In Washington, the Justice Department is leading a wide-ranging investigation into broader efforts by Trump allies to keep the former president in power despite his election defeat.
There is no indication that Monday’s FBI search was related to questions about Mr. Trump’s efforts to pressure state officials or questions about the events leading up to the Jan. 6 insurrection. at the Capitol.
So why did the FBI take the big step of launching a search of Mr. Trump’s residence? It is possible that the FBI believes they were misled about the documents kept at Mar-a-Lago and obtained a search warrant on these grounds. It is also possible that officials feared that the retained documents were or were about to be destroyed.
Mr. Trump returned 15 boxes of material in January, but only after several months of delay and in the face of the threat of new measures from the National Archives.
Preserving presidential records is no small feat, says Julian Zelizer, a historian at Princeton University and editor of “The Presidency of Donald J. Trump: A First Historical Assessment.”
“All the commitment to the preservation [of presidential records] really solidifies after Watergate, after the tapes and the battle around the tapes,” says Professor Zelizer. “We realize that this material has consequences and sometimes presidents and other politicians don’t want to let people see what happened because it has a big effect.
Documents help with accountability, he says. They provide insight into what presidents have done and what officials in their administration were saying and doing.
“It’s a serious thing,” says Professor Zelizer.
The most important point is to make sure no one is above the law, says presidential historian Lindsay Chervinsky, author of “The Cabinet: George Washington and the Creation of an American Institution.”

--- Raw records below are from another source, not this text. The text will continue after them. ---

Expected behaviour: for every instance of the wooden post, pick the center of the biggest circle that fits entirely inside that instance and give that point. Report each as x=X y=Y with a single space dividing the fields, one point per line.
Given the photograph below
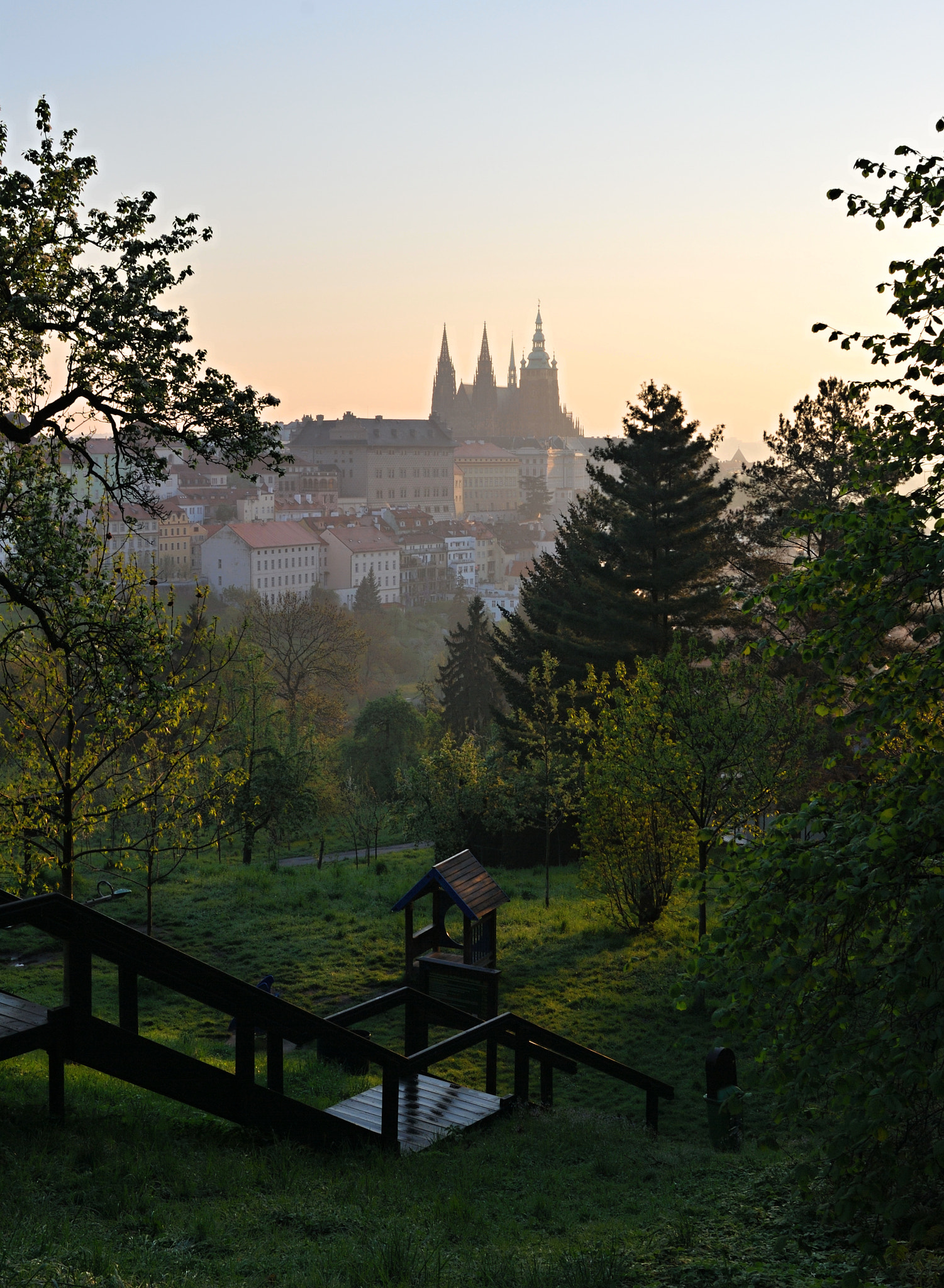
x=415 y=1028
x=245 y=1052
x=652 y=1112
x=409 y=942
x=547 y=1084
x=522 y=1067
x=492 y=1067
x=275 y=1063
x=57 y=1084
x=128 y=997
x=389 y=1111
x=76 y=979
x=438 y=919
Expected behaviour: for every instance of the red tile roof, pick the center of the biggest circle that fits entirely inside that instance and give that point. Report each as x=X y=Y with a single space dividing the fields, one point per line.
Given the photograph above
x=263 y=536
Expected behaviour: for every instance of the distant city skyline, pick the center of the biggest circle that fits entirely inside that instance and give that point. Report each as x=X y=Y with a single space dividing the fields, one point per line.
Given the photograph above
x=655 y=174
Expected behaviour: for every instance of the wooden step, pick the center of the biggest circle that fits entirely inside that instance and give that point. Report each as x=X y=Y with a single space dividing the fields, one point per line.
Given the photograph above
x=22 y=1026
x=428 y=1109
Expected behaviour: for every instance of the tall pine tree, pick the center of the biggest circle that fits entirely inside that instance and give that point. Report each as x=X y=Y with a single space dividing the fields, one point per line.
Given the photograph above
x=367 y=599
x=636 y=559
x=470 y=687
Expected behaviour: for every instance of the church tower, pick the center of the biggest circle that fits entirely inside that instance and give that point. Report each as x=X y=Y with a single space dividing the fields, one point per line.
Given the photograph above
x=445 y=384
x=484 y=393
x=540 y=397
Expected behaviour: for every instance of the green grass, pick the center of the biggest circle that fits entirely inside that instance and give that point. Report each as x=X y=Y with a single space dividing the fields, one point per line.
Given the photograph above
x=134 y=1189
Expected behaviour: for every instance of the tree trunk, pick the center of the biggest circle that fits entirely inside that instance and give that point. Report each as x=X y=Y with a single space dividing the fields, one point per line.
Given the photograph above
x=704 y=892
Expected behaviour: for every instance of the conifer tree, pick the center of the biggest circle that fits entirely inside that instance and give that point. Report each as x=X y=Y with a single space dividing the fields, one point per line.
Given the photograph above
x=470 y=687
x=636 y=559
x=367 y=599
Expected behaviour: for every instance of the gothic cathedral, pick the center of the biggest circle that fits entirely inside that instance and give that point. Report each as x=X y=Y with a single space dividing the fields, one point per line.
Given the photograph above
x=527 y=408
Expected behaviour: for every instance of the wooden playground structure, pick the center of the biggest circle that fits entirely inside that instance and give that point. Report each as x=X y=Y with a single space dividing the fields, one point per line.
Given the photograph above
x=408 y=1111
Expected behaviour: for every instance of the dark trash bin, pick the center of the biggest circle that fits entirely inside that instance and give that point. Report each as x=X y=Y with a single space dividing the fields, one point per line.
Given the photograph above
x=724 y=1101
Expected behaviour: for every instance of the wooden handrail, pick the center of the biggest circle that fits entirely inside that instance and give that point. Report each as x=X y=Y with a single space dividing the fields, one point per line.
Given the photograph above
x=596 y=1060
x=107 y=938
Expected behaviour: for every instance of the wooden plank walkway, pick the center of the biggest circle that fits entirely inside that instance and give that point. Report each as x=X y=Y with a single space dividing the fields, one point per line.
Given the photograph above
x=22 y=1026
x=428 y=1108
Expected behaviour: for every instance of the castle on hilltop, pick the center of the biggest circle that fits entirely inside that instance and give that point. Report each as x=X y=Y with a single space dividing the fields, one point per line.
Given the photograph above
x=527 y=408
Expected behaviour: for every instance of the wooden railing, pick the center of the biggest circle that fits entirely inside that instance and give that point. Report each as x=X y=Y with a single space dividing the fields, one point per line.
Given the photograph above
x=75 y=1033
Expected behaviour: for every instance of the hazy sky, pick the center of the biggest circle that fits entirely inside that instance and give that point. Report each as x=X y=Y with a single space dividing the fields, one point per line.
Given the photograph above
x=653 y=172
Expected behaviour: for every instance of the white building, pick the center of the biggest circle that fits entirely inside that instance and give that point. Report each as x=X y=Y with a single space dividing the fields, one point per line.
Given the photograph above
x=460 y=555
x=357 y=550
x=272 y=558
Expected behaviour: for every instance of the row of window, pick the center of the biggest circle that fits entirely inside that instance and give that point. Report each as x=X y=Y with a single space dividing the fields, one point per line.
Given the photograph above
x=263 y=566
x=392 y=492
x=304 y=580
x=386 y=569
x=426 y=473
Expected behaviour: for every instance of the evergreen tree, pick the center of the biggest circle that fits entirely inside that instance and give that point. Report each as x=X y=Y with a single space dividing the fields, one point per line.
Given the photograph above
x=636 y=559
x=367 y=599
x=470 y=688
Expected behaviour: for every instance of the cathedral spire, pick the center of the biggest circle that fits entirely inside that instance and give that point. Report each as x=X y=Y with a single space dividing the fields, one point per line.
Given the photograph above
x=538 y=355
x=445 y=384
x=484 y=372
x=484 y=392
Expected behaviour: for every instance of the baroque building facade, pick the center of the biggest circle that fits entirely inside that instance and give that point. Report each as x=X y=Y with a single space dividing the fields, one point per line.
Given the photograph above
x=528 y=406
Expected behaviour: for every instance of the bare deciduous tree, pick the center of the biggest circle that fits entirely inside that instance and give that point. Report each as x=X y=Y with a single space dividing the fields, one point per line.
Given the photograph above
x=312 y=648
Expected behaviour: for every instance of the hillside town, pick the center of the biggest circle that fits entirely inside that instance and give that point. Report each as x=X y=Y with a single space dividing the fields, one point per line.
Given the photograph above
x=416 y=504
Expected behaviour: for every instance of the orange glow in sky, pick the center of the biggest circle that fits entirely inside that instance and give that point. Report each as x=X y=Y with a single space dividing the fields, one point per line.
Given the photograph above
x=655 y=174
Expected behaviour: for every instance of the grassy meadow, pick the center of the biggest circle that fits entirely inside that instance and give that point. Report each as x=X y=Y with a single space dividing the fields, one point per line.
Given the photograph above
x=136 y=1191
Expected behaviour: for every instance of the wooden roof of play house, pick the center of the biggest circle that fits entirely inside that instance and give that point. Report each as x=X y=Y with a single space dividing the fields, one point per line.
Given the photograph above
x=465 y=881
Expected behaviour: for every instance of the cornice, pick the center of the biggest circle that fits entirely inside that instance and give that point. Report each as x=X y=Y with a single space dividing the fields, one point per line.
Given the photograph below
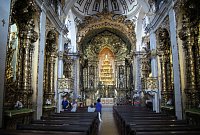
x=160 y=16
x=52 y=16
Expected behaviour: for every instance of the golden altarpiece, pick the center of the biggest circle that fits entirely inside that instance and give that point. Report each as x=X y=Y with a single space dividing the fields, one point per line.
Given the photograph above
x=106 y=43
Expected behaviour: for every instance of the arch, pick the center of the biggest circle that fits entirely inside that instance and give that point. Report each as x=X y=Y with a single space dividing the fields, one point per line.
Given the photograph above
x=107 y=21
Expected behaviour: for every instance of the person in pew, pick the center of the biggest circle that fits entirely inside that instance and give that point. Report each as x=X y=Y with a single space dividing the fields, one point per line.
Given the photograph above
x=98 y=109
x=65 y=104
x=74 y=106
x=91 y=108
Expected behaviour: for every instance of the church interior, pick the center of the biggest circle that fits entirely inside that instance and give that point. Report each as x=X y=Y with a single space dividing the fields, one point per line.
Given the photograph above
x=141 y=58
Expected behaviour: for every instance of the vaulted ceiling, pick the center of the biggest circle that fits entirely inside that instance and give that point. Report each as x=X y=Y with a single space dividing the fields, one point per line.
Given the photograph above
x=83 y=8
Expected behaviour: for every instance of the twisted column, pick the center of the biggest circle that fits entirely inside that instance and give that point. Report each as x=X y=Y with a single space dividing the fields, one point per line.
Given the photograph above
x=27 y=37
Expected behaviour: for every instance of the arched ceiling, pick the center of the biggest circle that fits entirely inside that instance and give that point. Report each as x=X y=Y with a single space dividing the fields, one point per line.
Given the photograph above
x=83 y=8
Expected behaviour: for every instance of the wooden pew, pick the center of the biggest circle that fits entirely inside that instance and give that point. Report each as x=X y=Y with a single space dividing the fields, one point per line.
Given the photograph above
x=35 y=132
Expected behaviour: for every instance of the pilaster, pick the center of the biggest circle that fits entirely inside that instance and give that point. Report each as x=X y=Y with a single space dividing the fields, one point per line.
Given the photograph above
x=4 y=24
x=41 y=64
x=176 y=68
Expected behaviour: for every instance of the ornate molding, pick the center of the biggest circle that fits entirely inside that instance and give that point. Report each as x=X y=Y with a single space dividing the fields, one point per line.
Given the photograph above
x=110 y=21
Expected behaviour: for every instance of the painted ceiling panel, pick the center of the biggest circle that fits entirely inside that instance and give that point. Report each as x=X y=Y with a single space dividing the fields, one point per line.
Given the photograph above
x=91 y=7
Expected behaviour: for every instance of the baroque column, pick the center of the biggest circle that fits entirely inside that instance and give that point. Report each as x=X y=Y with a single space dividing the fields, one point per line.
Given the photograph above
x=51 y=54
x=187 y=38
x=23 y=16
x=5 y=12
x=176 y=68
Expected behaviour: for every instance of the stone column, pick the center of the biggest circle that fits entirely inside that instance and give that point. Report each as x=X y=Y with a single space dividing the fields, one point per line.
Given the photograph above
x=4 y=24
x=51 y=54
x=60 y=70
x=27 y=37
x=176 y=69
x=154 y=70
x=76 y=67
x=41 y=64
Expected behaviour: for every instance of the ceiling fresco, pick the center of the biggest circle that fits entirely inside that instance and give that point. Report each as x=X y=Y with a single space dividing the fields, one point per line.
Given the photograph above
x=90 y=7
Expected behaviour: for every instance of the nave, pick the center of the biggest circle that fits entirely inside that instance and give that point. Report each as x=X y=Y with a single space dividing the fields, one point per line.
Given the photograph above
x=117 y=120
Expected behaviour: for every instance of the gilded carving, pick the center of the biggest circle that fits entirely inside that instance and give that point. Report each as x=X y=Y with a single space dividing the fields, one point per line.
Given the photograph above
x=22 y=14
x=107 y=20
x=189 y=34
x=50 y=58
x=165 y=55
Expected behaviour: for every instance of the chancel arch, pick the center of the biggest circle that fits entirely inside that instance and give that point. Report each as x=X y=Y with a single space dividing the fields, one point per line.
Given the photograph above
x=106 y=43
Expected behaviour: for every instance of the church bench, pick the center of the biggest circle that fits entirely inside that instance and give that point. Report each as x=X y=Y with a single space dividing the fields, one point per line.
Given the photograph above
x=169 y=133
x=133 y=130
x=36 y=132
x=93 y=123
x=85 y=129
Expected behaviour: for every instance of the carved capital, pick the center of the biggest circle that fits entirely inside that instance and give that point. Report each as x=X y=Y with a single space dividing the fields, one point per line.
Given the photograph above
x=153 y=53
x=60 y=55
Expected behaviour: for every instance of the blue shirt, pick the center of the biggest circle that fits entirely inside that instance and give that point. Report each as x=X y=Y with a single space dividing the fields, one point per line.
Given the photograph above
x=98 y=107
x=65 y=104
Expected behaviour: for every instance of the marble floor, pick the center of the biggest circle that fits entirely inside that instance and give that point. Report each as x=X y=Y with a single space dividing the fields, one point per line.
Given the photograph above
x=108 y=126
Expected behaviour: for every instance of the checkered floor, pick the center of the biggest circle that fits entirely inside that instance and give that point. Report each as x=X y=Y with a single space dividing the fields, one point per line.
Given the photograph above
x=108 y=126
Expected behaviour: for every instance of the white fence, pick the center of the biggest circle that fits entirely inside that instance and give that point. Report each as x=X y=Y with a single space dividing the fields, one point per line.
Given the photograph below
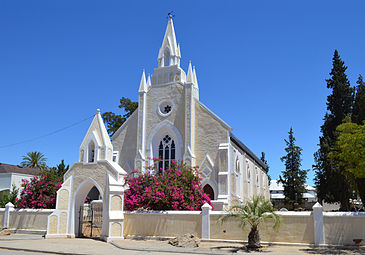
x=316 y=227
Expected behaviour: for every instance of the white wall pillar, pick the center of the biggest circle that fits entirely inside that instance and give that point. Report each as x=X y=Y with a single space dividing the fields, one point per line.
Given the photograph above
x=8 y=207
x=206 y=208
x=318 y=224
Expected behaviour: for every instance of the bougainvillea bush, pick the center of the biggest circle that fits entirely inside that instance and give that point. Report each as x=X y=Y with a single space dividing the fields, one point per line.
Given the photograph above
x=41 y=191
x=177 y=188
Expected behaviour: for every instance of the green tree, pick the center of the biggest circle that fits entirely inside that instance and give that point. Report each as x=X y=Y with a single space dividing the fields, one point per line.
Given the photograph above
x=11 y=197
x=263 y=159
x=332 y=185
x=358 y=113
x=60 y=169
x=114 y=121
x=34 y=159
x=253 y=213
x=293 y=178
x=349 y=152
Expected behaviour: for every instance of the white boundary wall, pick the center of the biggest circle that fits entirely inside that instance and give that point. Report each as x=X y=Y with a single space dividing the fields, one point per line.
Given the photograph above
x=316 y=227
x=31 y=220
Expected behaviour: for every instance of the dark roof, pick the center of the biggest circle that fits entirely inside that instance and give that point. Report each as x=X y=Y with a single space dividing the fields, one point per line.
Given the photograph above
x=6 y=168
x=248 y=151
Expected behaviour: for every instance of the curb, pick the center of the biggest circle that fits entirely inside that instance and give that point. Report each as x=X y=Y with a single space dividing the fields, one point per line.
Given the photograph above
x=184 y=250
x=40 y=251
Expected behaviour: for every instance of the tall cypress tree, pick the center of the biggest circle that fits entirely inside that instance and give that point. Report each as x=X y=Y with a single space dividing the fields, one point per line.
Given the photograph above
x=332 y=185
x=263 y=159
x=293 y=178
x=358 y=113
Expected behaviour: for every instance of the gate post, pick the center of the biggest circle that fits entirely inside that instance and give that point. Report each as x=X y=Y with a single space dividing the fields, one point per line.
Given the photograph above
x=318 y=224
x=8 y=207
x=206 y=208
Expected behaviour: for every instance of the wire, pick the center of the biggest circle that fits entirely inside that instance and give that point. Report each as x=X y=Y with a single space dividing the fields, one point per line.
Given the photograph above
x=48 y=134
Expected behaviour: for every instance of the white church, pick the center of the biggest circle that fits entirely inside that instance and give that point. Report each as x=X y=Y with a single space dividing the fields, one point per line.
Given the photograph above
x=171 y=123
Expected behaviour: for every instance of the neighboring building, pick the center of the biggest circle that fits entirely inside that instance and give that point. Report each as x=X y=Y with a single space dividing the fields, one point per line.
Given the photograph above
x=171 y=123
x=13 y=175
x=277 y=193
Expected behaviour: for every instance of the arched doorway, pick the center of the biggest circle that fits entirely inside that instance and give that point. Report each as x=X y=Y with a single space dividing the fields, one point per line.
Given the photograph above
x=91 y=215
x=88 y=210
x=209 y=191
x=98 y=170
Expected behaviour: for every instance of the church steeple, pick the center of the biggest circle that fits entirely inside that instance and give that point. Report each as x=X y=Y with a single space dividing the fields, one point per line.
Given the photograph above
x=169 y=53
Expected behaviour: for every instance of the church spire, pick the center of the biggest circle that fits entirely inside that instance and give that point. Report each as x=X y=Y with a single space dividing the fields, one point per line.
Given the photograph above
x=190 y=76
x=143 y=85
x=149 y=82
x=169 y=53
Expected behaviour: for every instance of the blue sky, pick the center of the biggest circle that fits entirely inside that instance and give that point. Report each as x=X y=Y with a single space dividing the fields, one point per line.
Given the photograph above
x=261 y=66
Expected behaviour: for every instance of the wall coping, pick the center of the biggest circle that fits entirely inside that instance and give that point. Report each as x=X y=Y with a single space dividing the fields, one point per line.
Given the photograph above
x=291 y=213
x=344 y=214
x=164 y=212
x=29 y=210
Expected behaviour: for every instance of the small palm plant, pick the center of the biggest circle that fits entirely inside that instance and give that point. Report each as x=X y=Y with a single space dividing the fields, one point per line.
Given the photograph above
x=253 y=213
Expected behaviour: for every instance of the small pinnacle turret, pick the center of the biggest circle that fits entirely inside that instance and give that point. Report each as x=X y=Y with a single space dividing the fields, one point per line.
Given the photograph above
x=190 y=76
x=169 y=53
x=195 y=80
x=149 y=82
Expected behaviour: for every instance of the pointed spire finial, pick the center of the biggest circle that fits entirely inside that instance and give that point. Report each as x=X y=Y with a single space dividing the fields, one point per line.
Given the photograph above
x=190 y=76
x=168 y=54
x=143 y=84
x=195 y=79
x=149 y=81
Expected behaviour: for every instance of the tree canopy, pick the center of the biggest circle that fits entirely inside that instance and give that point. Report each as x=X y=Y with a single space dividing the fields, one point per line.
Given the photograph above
x=34 y=159
x=293 y=178
x=114 y=121
x=332 y=185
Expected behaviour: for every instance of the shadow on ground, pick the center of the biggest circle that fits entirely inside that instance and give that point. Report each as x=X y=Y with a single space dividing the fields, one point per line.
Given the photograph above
x=235 y=249
x=334 y=250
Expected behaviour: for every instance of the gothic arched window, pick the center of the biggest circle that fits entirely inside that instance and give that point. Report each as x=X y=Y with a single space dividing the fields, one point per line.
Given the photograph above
x=166 y=57
x=166 y=153
x=91 y=152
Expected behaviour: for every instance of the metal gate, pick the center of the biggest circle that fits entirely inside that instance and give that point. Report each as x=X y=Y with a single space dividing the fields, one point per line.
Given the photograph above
x=91 y=220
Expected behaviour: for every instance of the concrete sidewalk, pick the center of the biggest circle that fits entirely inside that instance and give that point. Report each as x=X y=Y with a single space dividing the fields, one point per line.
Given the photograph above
x=80 y=246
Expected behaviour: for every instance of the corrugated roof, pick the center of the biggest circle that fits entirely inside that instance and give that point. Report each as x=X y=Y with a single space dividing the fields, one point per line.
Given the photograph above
x=248 y=151
x=6 y=168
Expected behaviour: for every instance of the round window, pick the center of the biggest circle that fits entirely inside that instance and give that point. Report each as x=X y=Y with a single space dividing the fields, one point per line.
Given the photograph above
x=165 y=108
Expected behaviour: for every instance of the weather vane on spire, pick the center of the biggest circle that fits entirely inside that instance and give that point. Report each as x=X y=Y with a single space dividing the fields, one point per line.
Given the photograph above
x=171 y=14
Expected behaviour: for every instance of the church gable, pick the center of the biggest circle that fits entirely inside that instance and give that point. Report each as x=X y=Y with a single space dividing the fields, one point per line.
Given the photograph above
x=125 y=142
x=210 y=133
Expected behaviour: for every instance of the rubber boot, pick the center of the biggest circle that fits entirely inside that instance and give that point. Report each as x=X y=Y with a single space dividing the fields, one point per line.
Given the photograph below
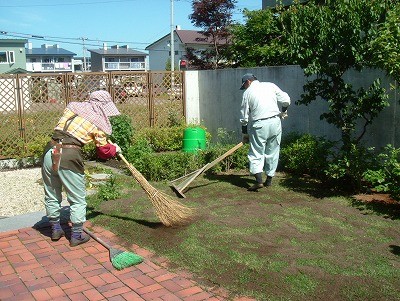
x=78 y=237
x=268 y=181
x=56 y=231
x=259 y=183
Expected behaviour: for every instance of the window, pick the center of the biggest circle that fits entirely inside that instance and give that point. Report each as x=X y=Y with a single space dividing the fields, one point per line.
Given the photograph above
x=11 y=57
x=7 y=57
x=3 y=57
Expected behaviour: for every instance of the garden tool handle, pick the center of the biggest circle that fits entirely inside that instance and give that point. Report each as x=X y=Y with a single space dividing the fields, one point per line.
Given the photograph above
x=121 y=156
x=99 y=240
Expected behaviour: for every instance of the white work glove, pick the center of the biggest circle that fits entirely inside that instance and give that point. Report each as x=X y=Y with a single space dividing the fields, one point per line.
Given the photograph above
x=283 y=115
x=117 y=148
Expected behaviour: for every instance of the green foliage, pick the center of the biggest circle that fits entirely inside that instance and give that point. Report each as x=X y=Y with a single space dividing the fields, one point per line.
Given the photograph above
x=110 y=190
x=36 y=147
x=89 y=151
x=386 y=178
x=348 y=166
x=238 y=160
x=385 y=48
x=163 y=138
x=122 y=131
x=214 y=17
x=259 y=41
x=305 y=154
x=135 y=153
x=327 y=41
x=168 y=166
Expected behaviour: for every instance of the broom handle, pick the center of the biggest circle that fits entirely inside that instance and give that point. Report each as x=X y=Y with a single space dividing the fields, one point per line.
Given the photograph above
x=123 y=158
x=220 y=158
x=99 y=240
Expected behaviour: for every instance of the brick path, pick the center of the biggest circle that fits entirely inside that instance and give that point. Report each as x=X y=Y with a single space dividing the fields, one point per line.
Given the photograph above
x=32 y=267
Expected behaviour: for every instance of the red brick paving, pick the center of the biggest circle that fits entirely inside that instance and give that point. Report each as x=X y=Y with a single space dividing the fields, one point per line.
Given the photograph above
x=32 y=267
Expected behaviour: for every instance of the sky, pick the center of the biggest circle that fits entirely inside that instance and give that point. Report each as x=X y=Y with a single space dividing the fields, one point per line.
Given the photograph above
x=78 y=24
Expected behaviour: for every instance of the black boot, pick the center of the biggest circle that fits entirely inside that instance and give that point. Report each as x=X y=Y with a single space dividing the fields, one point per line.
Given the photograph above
x=268 y=181
x=78 y=237
x=56 y=231
x=259 y=183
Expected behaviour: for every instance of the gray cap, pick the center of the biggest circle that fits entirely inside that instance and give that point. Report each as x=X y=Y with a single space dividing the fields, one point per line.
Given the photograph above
x=246 y=77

Mr. Trump has been out of office for more than 18 months and has kept the records throughout that time, suggesting the former president was given a lot of leeway, Dr. Chervinsky says. Justice officials may have decided to force the exit.
Mr Trump has a strong core of supporters who will support him no matter what, she adds, “so I think the focus should be on what is right, even if it is unpopular at the moment. – knowing that it would be more detrimental to the future of the nation not to do what is right.